Géopolitique, ou en est on quatre ans après, l’ordre mondial est fracassé, le maitre mot c’est « la domination »; la saison de la chasse est ouverte

TRADUCTION BRUNO BERTEZ

FYODOR LUKYANOV

Il y a quatre ans, la décision de la Russie de lancer une opération militaire en Ukraine a stupéfié presque tout le monde, partisans comme détracteurs. Rares étaient ceux qui croyaient que Moscou franchirait le pas. Pendant des décennies, le principe dominant en politique internationale était que la force n’était plus un moyen légitime de régler les conflits. Lorsque des interventions militaires avaient lieu, elles étaient présentées sous des euphémismes tels qu’« intervention humanitaire » et « défense des droits de l’homme ».

En pratique, cela signifiait que la puissance militaire n’était considérée comme acceptable que lorsqu’elle était utilisée pour renforcer l’ordre international existant, l’ordre mondial libéral, et donc seulement par ses architectes, et surtout par les États-Unis.

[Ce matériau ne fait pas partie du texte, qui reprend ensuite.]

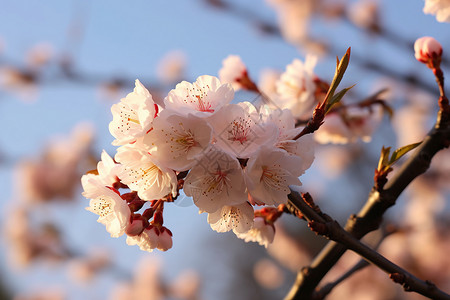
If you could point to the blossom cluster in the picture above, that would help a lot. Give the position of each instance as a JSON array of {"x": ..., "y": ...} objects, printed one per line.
[{"x": 229, "y": 157}]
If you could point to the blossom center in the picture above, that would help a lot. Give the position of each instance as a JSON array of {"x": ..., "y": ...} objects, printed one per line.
[
  {"x": 239, "y": 131},
  {"x": 271, "y": 178},
  {"x": 102, "y": 207}
]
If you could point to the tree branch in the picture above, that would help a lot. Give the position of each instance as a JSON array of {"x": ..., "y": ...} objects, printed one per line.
[{"x": 329, "y": 228}]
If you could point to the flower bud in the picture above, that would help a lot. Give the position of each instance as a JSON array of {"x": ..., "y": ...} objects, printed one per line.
[
  {"x": 165, "y": 239},
  {"x": 428, "y": 51},
  {"x": 136, "y": 226}
]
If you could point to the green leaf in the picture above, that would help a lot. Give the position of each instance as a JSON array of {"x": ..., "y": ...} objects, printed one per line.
[
  {"x": 384, "y": 158},
  {"x": 336, "y": 98},
  {"x": 341, "y": 66},
  {"x": 397, "y": 154}
]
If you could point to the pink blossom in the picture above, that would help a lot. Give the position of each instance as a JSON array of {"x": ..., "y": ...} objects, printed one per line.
[{"x": 427, "y": 49}]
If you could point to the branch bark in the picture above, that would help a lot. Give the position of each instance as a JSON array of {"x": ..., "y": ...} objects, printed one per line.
[
  {"x": 329, "y": 228},
  {"x": 370, "y": 216}
]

La Russie a enfreint cette règle.

L’opération en Ukraine a été l’aboutissement des contradictions apparues après la Guerre froide.

Moscou s’opposait depuis longtemps à l’élargissement de l’OTAN vers l’Est et au rejet systématique de ses préoccupations sécuritaires. Ces objections ont été formellement exposées dans le mémorandum du ministère russe des Affaires étrangères de décembre 2021, qui appelait à une révision des principes qui sous-tendent la sécurité européenne depuis 1990.

C’était aussi un aveu implicite d’échec. La Russie n’était pas parvenue, par la seule voie diplomatique, à faire respecter ses intérêts. Le modèle précédent de relations avec l’Occident était arrivé à son terme. Tout nouveau modèle exigerait une refonte fondamentale du système international, à l’instar des relations Est-Ouest qui, durant la Guerre froide, avaient façonné l’ensemble de la structure mondiale.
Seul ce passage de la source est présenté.